Seven out of 10 Latino voters nationwide say it’s “very” or “extremely” important for Congress to pass an immigration reform bill this year, according to a new poll released Tuesday with a summer window of opportunity closing by Aug. 1.
If Congress doesn’t act, Latinos will mostly blame Republicans and punish them in the 2014 elections, the survey showed.
For example, if House Speaker John Boehner, R-Ohio, doesn’t allow a vote on immigration reform, 74 percent of Latino voters said they would be “much or somewhat less” likely to favor Republicans. But if Boehner allows a vote, 53 percent of those same Latino voters said they would feel “much more or somewhat more” favorable toward Republicans.
“This issue could be a mobilizing issue for Latino voters,” said Matt Barreto, co-founder of Latino Decisions, which conducted the survey. “A sizable chunk of the Latino community is willing to give the Republican Party a chance. However, if Republicans do not allow a vote they can still drive more Latino voters away.”

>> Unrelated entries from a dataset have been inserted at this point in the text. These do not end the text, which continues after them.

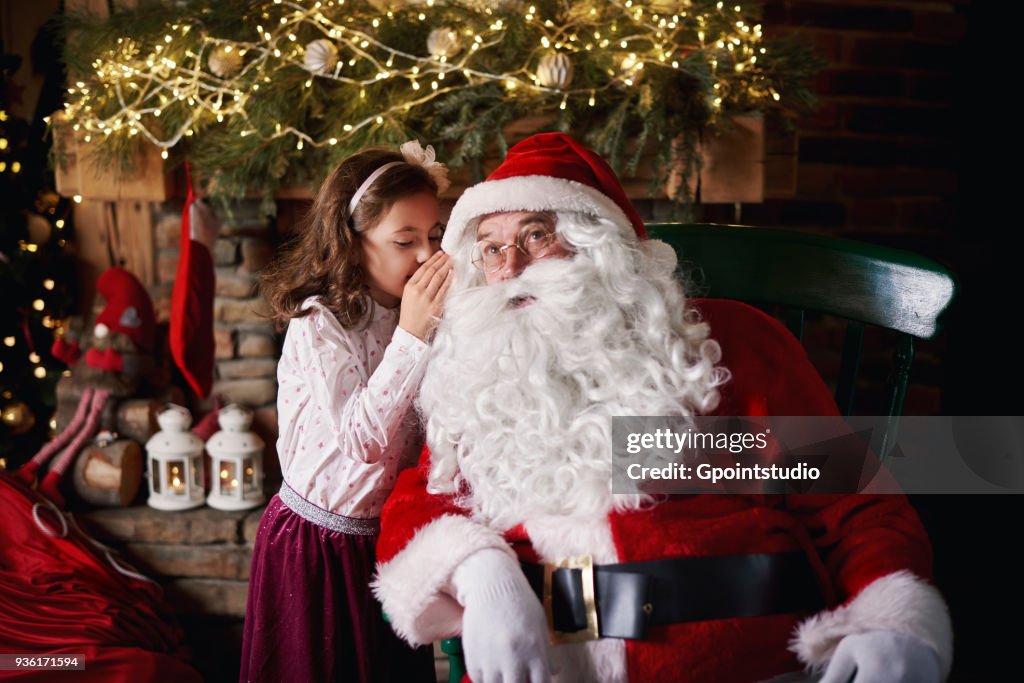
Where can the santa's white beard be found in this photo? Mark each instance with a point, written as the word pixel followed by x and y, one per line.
pixel 518 398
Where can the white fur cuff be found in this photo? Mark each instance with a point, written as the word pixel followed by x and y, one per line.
pixel 900 602
pixel 414 586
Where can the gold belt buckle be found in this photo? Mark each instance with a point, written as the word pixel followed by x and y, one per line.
pixel 586 564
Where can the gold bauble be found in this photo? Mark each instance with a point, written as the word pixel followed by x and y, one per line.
pixel 555 71
pixel 17 417
pixel 224 60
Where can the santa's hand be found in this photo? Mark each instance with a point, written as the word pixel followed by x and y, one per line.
pixel 883 656
pixel 504 631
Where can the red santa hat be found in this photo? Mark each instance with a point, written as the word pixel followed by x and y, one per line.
pixel 547 172
pixel 128 309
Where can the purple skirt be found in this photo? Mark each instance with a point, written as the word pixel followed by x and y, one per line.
pixel 310 614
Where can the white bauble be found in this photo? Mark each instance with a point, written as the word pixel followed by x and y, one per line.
pixel 224 60
pixel 442 42
pixel 321 56
pixel 555 71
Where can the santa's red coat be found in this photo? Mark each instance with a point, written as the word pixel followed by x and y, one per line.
pixel 870 552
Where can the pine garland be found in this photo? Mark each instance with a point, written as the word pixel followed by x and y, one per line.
pixel 643 73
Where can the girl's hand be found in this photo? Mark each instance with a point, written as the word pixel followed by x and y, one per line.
pixel 423 297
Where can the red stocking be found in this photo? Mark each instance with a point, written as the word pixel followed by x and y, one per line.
pixel 192 298
pixel 27 474
pixel 51 482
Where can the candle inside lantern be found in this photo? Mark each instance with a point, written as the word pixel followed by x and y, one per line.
pixel 248 483
pixel 175 476
pixel 228 479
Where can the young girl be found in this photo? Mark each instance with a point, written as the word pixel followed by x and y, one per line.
pixel 360 290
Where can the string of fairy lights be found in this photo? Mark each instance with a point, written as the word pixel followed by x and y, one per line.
pixel 339 44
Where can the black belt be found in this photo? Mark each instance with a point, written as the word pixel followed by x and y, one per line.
pixel 631 596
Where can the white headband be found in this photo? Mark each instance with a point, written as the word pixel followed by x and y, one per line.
pixel 354 202
pixel 414 154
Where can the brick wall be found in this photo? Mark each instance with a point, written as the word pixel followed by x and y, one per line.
pixel 878 160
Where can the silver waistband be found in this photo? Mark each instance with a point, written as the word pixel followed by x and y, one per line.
pixel 322 517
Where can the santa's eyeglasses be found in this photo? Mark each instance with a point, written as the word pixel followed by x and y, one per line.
pixel 534 242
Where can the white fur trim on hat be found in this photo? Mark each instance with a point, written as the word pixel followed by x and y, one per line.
pixel 529 193
pixel 899 601
pixel 413 587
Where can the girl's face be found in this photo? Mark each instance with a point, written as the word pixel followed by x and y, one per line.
pixel 408 235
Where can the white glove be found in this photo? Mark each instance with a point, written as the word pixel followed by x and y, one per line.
pixel 504 630
pixel 883 656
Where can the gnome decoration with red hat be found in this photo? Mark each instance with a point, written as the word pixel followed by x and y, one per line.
pixel 563 315
pixel 118 361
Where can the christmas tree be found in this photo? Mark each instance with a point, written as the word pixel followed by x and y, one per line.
pixel 37 278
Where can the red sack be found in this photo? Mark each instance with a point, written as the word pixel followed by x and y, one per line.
pixel 64 593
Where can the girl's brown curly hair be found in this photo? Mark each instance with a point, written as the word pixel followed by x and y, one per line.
pixel 325 259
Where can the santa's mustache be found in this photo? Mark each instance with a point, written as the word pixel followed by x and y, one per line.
pixel 546 292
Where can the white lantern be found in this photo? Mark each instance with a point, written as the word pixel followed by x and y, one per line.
pixel 175 462
pixel 237 462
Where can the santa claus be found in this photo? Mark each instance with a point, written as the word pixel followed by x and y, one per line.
pixel 563 315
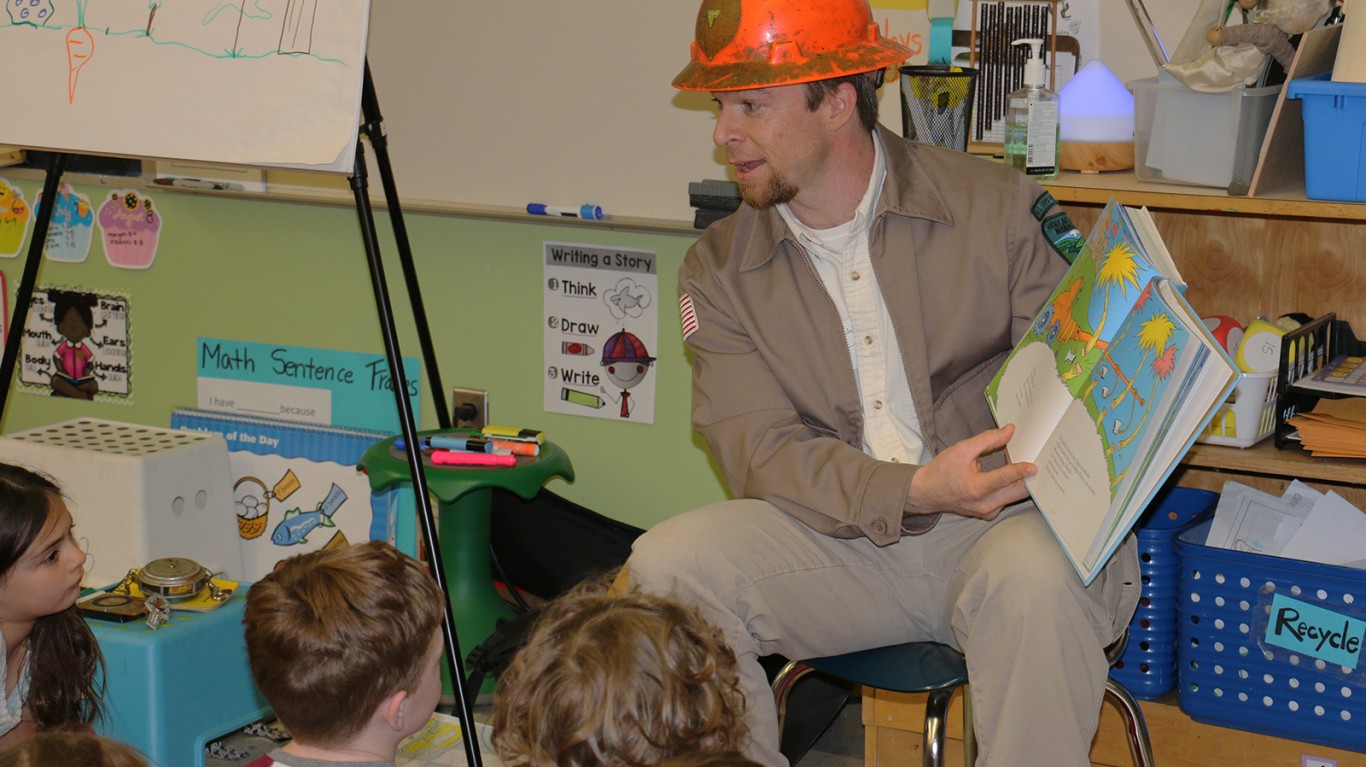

In Nevada, the fate of immigration reform could impact Republican U.S. Reps Mark Amodei and Joe Heck — both of whom favor fixing the immigration system and have grown frustrated with GOP leadership for not holding a vote yet. They’re facing pressure from immigration advocates, who plan Wednesday to protest outside their Las Vegas offices.
Heck’s bid for a third term could hinge on Hispanic voters since his 3rd Congressional District is more than 15 percent Latino by population, and he’s facing Democratic opposition in the fall from Erin Bilbray, who is backed by U.S. Sen. Harry Reid, D-Nev. Heck faces no GOP opposition in the June 10 primary and will face Bilbray in the Nov. 4 general election.
Overall, Hispanics account for nearly 30 percent of Nevada’s population and made up 17 percent of the electorate in 2010 and 2012. Reid has said he wouldn’t have won re-election in 2010 without the strong Hispanic support he received compared to his GOP foe, Sharron Angle, a tea party member who didn’t back immigration reform.
Congressional action on immigration could not only affect the 2014 election, but will likely impact the 2016 presidential race as the nation’s Hispanic population grows and Republicans try to reach out to Latinos, said Frank Sharry, founder and executive director of America’s Voice, which advocates for immigration reform.
“The future of the (Republican) Party is at stake,” Sharry said. “The GOP brand will go from tarnished to finished with Latino voters” if Congress doesn’t act on immigration reform, he said, citing the poll findings as evidence.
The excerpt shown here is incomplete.